[Maria do Rosário Pedreira]

Todos os autores adoram ver os seus livros traduzidos noutras línguas e a circularem pelo mundo. A internacionalização chega a ser, de resto, chave para o sucesso no país em que os autores foram originalmente publicados, mais ainda se estivermos a falar de Portugal, onde, sei lá porquê, tendemos a dar sempre mais importância ao que se diz lá fora. Não sei se os romancistas portugueses acompanham a par e passo as traduções dos seus livros – imagino que não o possam fazer com certas línguas como o sérvio ou o japonês – mas tenho ideia de que o façam, pelo menos, com as línguas que conhecem; contudo, estou convencida de que nunca as acham tão «estrangeiras» como os poetas quando lêem as traduções dos seus poemas.
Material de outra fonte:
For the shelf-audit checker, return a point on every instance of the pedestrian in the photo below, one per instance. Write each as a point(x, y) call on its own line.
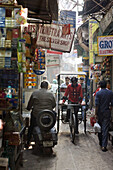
point(83, 91)
point(39, 100)
point(103, 105)
point(74, 91)
point(63, 88)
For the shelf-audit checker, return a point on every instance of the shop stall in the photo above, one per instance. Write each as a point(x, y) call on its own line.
point(12, 66)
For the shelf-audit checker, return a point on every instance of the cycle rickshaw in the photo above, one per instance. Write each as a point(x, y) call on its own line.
point(75, 118)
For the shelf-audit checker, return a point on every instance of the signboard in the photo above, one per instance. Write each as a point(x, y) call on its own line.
point(67, 17)
point(52, 60)
point(50, 36)
point(105, 45)
point(108, 18)
point(93, 25)
point(2, 17)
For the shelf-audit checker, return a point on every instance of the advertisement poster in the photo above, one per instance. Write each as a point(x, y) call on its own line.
point(105, 45)
point(51, 36)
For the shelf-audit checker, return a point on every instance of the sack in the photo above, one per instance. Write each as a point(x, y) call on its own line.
point(97, 128)
point(92, 121)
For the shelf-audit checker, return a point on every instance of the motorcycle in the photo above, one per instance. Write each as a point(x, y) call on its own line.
point(45, 134)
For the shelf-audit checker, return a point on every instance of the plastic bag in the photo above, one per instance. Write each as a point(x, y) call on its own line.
point(97, 128)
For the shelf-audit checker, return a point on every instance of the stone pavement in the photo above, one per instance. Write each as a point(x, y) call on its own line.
point(84, 155)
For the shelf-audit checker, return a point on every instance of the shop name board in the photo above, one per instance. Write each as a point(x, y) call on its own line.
point(52, 60)
point(107, 20)
point(51, 36)
point(30, 28)
point(105, 45)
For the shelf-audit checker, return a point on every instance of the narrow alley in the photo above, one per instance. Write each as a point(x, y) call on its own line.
point(84, 155)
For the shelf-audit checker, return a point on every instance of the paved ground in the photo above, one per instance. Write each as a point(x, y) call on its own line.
point(84, 155)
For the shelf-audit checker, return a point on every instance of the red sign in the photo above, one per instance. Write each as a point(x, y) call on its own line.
point(51, 36)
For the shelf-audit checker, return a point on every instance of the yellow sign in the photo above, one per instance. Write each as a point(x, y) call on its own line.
point(93, 25)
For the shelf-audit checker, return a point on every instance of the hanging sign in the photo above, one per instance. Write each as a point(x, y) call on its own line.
point(105, 45)
point(38, 72)
point(51, 36)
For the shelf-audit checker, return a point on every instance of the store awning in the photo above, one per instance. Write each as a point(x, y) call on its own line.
point(93, 6)
point(46, 10)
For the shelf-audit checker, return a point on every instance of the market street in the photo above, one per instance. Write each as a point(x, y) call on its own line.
point(85, 154)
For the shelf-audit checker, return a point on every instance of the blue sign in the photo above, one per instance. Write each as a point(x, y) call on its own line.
point(38, 72)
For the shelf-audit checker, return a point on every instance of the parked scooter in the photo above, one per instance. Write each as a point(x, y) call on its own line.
point(45, 134)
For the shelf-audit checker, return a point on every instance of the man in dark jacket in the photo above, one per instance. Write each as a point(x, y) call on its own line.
point(39, 100)
point(103, 103)
point(75, 96)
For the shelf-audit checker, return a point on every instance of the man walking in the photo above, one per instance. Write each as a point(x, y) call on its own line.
point(103, 103)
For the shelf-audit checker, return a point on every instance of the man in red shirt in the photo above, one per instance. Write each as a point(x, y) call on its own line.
point(74, 94)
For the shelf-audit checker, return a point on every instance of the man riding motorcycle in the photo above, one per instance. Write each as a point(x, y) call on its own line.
point(39, 100)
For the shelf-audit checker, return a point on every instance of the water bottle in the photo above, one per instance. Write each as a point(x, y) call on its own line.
point(9, 92)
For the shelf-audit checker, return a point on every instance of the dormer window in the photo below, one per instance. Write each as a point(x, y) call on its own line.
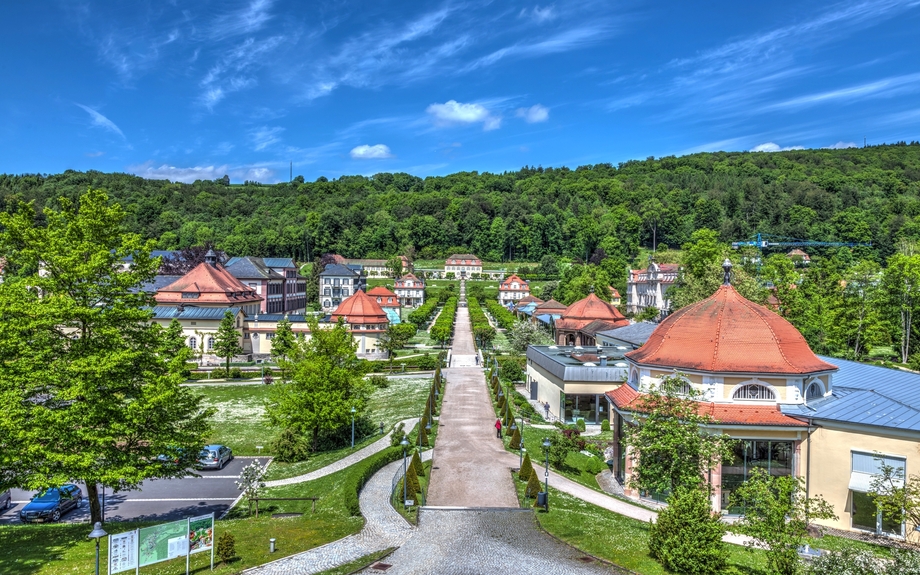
point(755, 392)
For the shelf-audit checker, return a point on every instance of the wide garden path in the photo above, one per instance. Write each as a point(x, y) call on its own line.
point(470, 468)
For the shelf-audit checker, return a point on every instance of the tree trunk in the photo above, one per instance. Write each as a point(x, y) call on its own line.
point(92, 496)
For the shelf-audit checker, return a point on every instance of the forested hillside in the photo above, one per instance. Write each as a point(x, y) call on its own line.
point(868, 194)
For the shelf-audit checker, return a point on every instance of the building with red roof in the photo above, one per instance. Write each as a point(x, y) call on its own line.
point(512, 290)
point(210, 285)
point(581, 321)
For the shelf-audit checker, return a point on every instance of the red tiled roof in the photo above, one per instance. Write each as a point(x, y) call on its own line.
point(360, 308)
point(213, 284)
point(592, 308)
point(728, 333)
point(506, 285)
point(625, 397)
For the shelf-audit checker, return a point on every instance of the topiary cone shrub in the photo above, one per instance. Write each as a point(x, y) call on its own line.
point(417, 465)
point(526, 468)
point(515, 439)
point(533, 486)
point(226, 547)
point(412, 485)
point(688, 536)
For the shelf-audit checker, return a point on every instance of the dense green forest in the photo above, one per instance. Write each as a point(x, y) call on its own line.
point(849, 302)
point(866, 194)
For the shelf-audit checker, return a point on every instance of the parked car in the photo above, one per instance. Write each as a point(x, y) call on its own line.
point(51, 504)
point(214, 456)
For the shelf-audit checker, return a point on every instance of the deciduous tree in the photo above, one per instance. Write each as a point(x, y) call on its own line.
point(90, 386)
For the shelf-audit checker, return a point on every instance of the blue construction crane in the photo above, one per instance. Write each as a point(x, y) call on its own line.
point(765, 241)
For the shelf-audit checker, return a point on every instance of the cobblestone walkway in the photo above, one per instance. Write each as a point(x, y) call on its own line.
point(383, 528)
point(347, 461)
point(469, 468)
point(472, 542)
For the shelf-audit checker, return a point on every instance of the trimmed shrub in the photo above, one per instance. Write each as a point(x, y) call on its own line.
point(526, 469)
point(688, 536)
point(417, 464)
point(226, 547)
point(290, 446)
point(515, 439)
point(533, 486)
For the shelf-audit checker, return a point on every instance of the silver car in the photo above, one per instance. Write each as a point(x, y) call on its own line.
point(215, 456)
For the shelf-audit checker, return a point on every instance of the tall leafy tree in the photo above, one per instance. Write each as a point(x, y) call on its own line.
point(90, 386)
point(326, 382)
point(227, 339)
point(283, 344)
point(667, 445)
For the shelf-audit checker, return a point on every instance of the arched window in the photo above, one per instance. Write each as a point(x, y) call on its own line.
point(755, 391)
point(814, 391)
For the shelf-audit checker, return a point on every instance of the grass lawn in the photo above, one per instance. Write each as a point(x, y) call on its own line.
point(239, 421)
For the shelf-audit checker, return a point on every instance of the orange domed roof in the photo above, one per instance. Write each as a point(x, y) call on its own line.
point(360, 308)
point(591, 308)
point(728, 333)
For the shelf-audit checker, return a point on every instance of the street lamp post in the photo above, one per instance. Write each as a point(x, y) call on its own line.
point(353, 410)
point(97, 534)
point(546, 445)
point(404, 443)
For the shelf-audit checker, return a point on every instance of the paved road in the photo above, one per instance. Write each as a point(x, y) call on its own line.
point(157, 500)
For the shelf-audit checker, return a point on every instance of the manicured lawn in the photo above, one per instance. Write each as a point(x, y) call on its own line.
point(239, 421)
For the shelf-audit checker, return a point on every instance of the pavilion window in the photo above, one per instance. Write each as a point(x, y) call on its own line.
point(755, 392)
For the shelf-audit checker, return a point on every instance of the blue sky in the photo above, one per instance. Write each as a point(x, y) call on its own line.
point(244, 87)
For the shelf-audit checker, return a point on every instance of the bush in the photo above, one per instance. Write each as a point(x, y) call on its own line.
point(290, 446)
point(688, 536)
point(533, 486)
point(526, 469)
point(515, 439)
point(226, 547)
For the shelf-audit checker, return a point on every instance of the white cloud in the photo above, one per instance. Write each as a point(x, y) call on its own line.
point(539, 14)
point(841, 145)
point(264, 137)
point(453, 112)
point(102, 121)
point(771, 147)
point(533, 114)
point(190, 174)
point(375, 152)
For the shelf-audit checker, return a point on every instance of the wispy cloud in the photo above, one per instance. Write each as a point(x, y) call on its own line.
point(880, 88)
point(453, 113)
point(245, 20)
point(533, 114)
point(101, 121)
point(771, 147)
point(153, 171)
point(264, 137)
point(375, 152)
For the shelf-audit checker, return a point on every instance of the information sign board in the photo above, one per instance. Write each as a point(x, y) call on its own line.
point(201, 533)
point(160, 542)
point(122, 552)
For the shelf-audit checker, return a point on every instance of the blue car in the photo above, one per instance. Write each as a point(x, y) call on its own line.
point(51, 504)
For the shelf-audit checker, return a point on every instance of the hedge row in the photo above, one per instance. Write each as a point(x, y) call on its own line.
point(443, 327)
point(503, 317)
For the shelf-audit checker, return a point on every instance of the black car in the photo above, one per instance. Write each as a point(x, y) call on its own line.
point(50, 504)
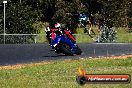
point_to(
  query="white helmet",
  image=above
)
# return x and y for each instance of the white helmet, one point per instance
(57, 25)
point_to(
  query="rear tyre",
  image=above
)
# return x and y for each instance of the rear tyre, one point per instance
(79, 51)
(65, 48)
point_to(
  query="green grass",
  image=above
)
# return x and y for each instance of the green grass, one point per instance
(123, 36)
(62, 73)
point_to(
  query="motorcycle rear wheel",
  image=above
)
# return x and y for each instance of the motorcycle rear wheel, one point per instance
(65, 48)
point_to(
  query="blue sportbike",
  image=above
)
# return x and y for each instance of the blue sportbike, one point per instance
(62, 42)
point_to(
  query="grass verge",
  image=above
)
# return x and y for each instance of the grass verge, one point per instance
(62, 73)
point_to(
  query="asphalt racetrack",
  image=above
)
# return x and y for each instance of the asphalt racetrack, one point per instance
(25, 53)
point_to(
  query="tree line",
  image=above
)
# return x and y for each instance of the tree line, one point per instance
(22, 14)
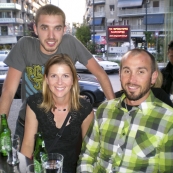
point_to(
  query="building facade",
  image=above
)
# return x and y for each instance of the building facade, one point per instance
(143, 16)
(15, 15)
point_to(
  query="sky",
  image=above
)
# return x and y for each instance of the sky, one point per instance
(74, 9)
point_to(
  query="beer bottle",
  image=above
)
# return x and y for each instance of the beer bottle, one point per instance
(39, 151)
(5, 136)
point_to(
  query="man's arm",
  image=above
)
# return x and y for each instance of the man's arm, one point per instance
(90, 149)
(9, 89)
(165, 152)
(102, 77)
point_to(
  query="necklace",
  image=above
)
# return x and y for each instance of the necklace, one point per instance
(59, 109)
(62, 109)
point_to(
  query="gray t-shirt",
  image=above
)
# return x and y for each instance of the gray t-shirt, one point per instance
(27, 57)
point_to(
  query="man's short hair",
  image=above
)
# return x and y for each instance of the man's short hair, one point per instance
(138, 51)
(49, 9)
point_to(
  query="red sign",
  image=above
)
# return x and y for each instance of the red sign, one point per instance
(119, 33)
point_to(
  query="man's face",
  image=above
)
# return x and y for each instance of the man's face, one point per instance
(50, 30)
(136, 77)
(170, 56)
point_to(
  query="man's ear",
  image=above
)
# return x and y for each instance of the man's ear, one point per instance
(154, 77)
(35, 29)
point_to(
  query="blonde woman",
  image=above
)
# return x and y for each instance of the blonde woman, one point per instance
(58, 106)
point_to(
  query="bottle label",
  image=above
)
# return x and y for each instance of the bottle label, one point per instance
(5, 144)
(37, 166)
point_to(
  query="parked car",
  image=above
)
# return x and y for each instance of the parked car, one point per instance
(108, 66)
(4, 52)
(3, 66)
(92, 91)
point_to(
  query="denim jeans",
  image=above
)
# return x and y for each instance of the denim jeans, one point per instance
(19, 131)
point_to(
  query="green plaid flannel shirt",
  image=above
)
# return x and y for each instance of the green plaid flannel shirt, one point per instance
(135, 141)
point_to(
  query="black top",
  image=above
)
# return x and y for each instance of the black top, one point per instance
(67, 144)
(158, 92)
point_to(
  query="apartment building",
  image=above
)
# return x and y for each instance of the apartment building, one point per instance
(140, 15)
(14, 17)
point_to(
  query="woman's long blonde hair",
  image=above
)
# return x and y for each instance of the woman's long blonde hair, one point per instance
(48, 101)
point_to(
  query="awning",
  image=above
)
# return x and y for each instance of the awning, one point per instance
(154, 19)
(97, 21)
(129, 3)
(110, 20)
(8, 39)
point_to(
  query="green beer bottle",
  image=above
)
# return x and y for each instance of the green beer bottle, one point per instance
(39, 151)
(5, 136)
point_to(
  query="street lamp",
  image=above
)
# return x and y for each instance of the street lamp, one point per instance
(93, 27)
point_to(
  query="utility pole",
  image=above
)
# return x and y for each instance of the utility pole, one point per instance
(93, 28)
(146, 29)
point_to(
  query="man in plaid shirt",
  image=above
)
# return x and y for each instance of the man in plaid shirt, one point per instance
(133, 133)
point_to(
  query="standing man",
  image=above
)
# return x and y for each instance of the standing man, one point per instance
(167, 72)
(29, 55)
(133, 133)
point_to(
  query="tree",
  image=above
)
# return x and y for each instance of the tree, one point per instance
(83, 34)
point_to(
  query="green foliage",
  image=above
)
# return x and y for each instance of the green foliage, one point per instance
(83, 34)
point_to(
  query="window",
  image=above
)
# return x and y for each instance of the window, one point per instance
(155, 3)
(125, 22)
(111, 7)
(4, 30)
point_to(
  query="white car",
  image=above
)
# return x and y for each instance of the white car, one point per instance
(108, 66)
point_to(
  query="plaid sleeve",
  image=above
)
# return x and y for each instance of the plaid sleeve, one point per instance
(166, 153)
(90, 149)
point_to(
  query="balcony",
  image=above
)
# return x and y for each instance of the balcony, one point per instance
(99, 14)
(41, 3)
(10, 6)
(149, 27)
(11, 20)
(28, 1)
(98, 2)
(141, 11)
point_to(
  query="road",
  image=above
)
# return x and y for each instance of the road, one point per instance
(114, 78)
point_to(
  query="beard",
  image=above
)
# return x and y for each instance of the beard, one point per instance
(49, 49)
(134, 97)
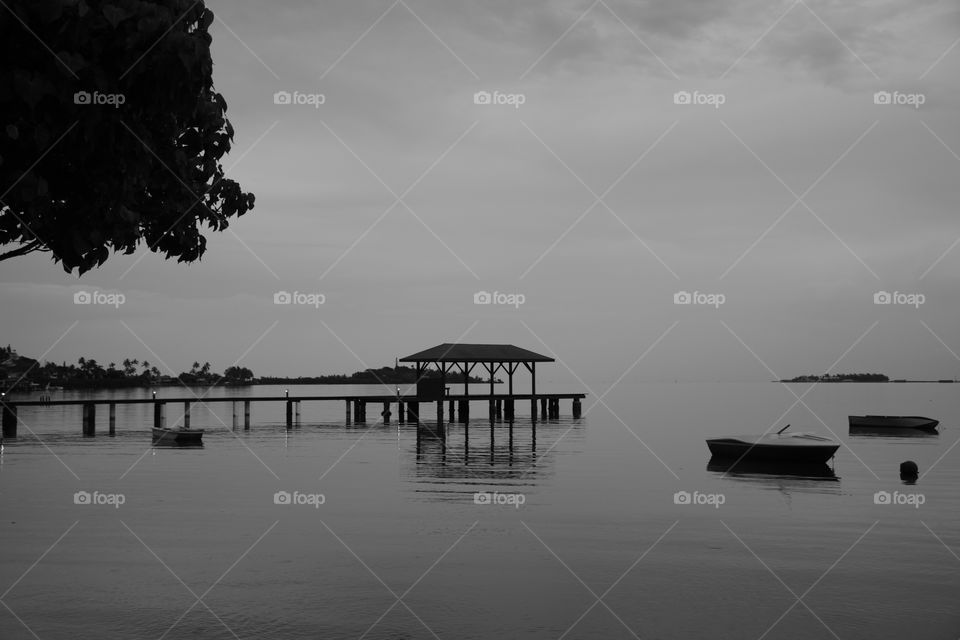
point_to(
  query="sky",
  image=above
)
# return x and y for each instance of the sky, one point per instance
(790, 169)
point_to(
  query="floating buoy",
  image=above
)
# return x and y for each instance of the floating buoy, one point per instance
(909, 469)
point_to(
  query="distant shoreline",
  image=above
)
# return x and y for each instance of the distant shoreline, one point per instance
(903, 381)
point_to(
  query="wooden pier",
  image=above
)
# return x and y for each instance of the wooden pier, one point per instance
(430, 389)
(406, 408)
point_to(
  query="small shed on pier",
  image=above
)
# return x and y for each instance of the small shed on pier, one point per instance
(450, 357)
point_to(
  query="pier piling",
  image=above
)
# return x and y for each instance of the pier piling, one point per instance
(9, 420)
(159, 408)
(89, 419)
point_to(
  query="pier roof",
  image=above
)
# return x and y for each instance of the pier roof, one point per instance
(460, 352)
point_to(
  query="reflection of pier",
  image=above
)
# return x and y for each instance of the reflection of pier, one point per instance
(484, 450)
(430, 390)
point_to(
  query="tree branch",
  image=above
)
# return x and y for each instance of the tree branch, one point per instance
(30, 247)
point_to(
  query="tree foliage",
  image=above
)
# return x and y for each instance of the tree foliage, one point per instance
(110, 130)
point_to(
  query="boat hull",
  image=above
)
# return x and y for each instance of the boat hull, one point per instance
(734, 449)
(773, 470)
(179, 437)
(918, 423)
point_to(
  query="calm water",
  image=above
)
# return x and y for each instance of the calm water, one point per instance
(399, 549)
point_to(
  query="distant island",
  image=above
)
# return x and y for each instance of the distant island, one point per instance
(841, 377)
(856, 377)
(22, 373)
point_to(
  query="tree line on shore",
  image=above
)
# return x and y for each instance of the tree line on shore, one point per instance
(22, 373)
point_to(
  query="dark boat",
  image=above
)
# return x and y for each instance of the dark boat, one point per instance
(918, 423)
(178, 437)
(768, 469)
(780, 446)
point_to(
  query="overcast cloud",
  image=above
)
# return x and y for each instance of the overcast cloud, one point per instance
(598, 198)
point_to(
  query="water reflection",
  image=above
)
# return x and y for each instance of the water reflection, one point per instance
(486, 450)
(891, 432)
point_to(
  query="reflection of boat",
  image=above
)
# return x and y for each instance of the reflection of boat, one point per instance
(918, 423)
(779, 446)
(764, 468)
(892, 432)
(165, 436)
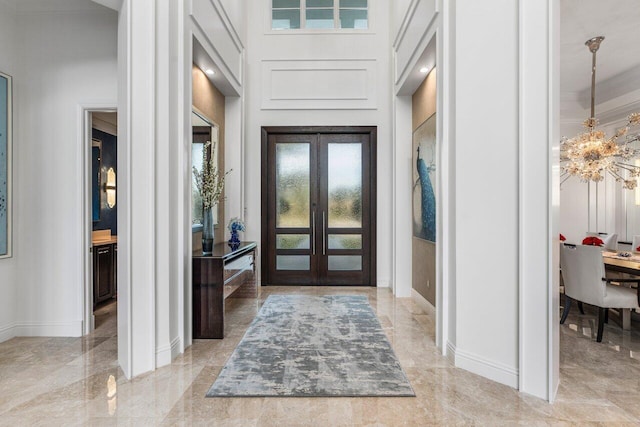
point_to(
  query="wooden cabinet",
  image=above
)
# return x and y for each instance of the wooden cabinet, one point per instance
(222, 274)
(104, 272)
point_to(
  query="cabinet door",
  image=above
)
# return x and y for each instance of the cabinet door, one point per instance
(103, 286)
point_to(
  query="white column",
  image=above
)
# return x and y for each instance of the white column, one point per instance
(500, 112)
(539, 198)
(402, 198)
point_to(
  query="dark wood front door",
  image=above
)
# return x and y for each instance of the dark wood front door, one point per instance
(318, 206)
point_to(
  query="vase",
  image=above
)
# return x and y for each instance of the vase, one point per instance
(234, 241)
(207, 231)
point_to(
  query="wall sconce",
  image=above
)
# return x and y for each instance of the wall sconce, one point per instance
(110, 187)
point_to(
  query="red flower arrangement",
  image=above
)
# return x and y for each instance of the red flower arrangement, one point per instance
(592, 241)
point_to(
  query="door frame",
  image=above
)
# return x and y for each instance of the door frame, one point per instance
(86, 124)
(284, 130)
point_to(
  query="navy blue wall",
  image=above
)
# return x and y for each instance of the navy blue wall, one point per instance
(108, 218)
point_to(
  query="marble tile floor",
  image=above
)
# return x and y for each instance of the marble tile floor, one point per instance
(76, 381)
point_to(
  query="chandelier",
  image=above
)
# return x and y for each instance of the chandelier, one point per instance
(591, 155)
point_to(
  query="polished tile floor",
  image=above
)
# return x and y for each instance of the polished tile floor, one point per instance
(76, 381)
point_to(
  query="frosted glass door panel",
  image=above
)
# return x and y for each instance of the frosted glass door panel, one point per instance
(345, 262)
(292, 185)
(345, 241)
(293, 241)
(345, 185)
(293, 262)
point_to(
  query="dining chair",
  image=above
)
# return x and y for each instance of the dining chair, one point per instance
(610, 241)
(584, 281)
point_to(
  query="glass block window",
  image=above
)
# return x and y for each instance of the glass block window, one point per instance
(354, 14)
(285, 14)
(319, 14)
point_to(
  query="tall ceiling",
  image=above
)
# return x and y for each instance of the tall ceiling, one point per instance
(619, 55)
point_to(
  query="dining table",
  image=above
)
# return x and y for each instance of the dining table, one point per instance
(622, 262)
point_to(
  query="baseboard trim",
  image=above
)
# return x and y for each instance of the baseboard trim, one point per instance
(7, 332)
(422, 302)
(383, 283)
(48, 329)
(494, 371)
(451, 353)
(166, 353)
(175, 348)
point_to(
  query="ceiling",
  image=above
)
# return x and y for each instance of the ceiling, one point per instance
(52, 5)
(618, 60)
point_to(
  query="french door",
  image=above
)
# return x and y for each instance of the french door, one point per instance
(318, 206)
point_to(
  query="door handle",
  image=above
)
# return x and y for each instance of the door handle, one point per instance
(313, 233)
(324, 234)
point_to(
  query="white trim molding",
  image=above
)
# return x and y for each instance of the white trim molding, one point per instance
(484, 367)
(166, 353)
(413, 36)
(422, 302)
(7, 332)
(48, 329)
(285, 84)
(219, 38)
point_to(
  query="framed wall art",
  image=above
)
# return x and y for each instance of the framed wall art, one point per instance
(424, 180)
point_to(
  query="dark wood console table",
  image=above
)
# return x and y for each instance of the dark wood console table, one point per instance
(224, 273)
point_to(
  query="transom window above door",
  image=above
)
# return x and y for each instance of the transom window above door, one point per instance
(319, 14)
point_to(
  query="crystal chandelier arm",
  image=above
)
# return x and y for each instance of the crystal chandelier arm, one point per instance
(594, 45)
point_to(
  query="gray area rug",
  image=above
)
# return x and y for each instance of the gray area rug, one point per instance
(305, 346)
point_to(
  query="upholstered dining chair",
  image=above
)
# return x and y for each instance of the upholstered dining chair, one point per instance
(584, 281)
(610, 241)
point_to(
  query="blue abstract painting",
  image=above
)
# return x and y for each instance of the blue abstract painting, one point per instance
(424, 180)
(5, 152)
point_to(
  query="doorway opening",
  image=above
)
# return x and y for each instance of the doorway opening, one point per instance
(319, 206)
(100, 140)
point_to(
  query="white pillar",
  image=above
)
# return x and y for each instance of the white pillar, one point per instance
(499, 101)
(151, 154)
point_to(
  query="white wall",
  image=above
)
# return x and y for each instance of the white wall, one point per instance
(65, 59)
(366, 54)
(498, 295)
(8, 282)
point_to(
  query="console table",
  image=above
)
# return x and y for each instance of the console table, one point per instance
(223, 273)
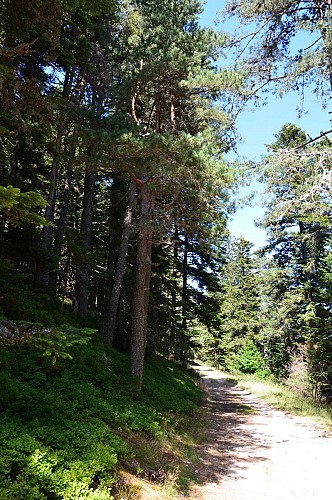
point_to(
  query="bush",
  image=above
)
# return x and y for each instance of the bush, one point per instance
(248, 359)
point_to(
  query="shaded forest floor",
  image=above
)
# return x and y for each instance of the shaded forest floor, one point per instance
(254, 451)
Quando escrevo uma letra para um fado, por exemplo, faço-a com uma determinada música na cabeça, que não é obviamente a que ouvirei depois; e, mesmo que o resultado final (letra + música) seja francamente melhor do que o que estava na minha cabeça, há sempre uma espécie de desconforto inicial por causa dessa disparidade. Assim também, sempre que verifico traduções de poemas meus, a impressão é estranha, porque, ainda que tudo bata certo em termos do sentido, que não haja realmente nada a criticar, basta um verso mais comprido do que o original para fazer do poema outro poema completamente diferente. Porque a música também muda de língua para língua.